Becks in Paris: the footballer
as philosopher king

by

David Beckham hasn’t done much for Paris Saint-Germain during his short stint with the team, but he has had a profound effect on one academic. Namely, one man, Andy Martin, a professor of French philosophy at Cambridge University, who has a Tumblr where he imagines the inner monologue of Beckham as he encounters the world of French existentialism. Nearing the end of his thirties and the tapering down of his career, “Goldenballs” is ripe for the Gitane-scented lures of self-doubt and a sense of fundamental meaninglessness.

Martin has him musing things like:

They’re flashing images of me right out there. Instantly. On a giant screen. It’s me all right – the suit’s looking good (thanks VB!). And yet, I dunno, it’s just the surface. Is that all I am – a montage of images? Shorts and shoes?

and

We were spinning around the Arc de Triomphe on our way back to base. The Arch of Triumph. All those battles, won and lost. Fallen heroes. “No one goes on for ever, is that what you’re saying? Yeah, I know that feeling all right. Although I would like to point out that I am still available, if England need me. And I think they do.”

Sideplots involve debates between Beckham and David Ginola over who has better hair, running appeals to Roy Hodgson for another chance on the national team, Beckham’s inspiration for a new fragrance name, “Existence,” and one entry entirely devoted to a L’Étranger parody (“The sky was blue and the sun was beating down.

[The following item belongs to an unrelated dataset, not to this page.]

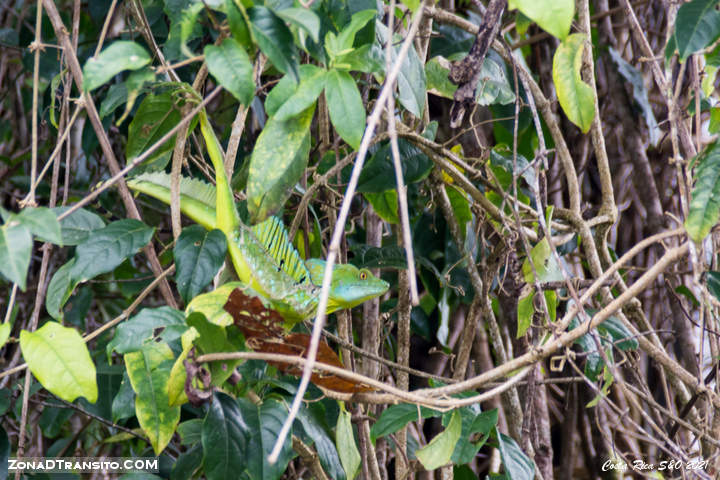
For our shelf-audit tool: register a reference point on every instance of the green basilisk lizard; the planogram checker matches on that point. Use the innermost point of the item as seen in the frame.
(262, 255)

Just then a guy who looked like Messi came towards me”). Beckham trains by running up the Eiffel Tower, hangs out in Café de Flore, the haunt of Sartre and Beauvoir, poses next to the gargoyles on Notre Dame, and generally soaks up the Parisian atmosphere. But the cracks are beginning to show: is he still a footballeur? Has he always been a footballeur? What does it mean to be a footballeur once one ceases to play le foot?

These are the questions that plague the previously unflappable Becks, who also turns out to be pretty handy with the French language, especially epithets (“that sac à merde Patrick Barclay”). And he still knows how to make the masses happy, even if the masses are mid-manifestation:

Bonjour!” I yelled out, standing up. “Maillots Beckham. Totalement gratuits!” I started chucking out shirts till the box was empty. Like I was sprinkling stardust. The masses were swarming all over them.

“I promise you, Franck,” I said, as we sped away along the boulevard, “I won’t rest until everyone in the land has a Beckham no 32 shirt in the wardrobe.”

Sal Robinson is an editor at Melville House. She's also the co-founder of the Bridge Series, a reading series focused on translation.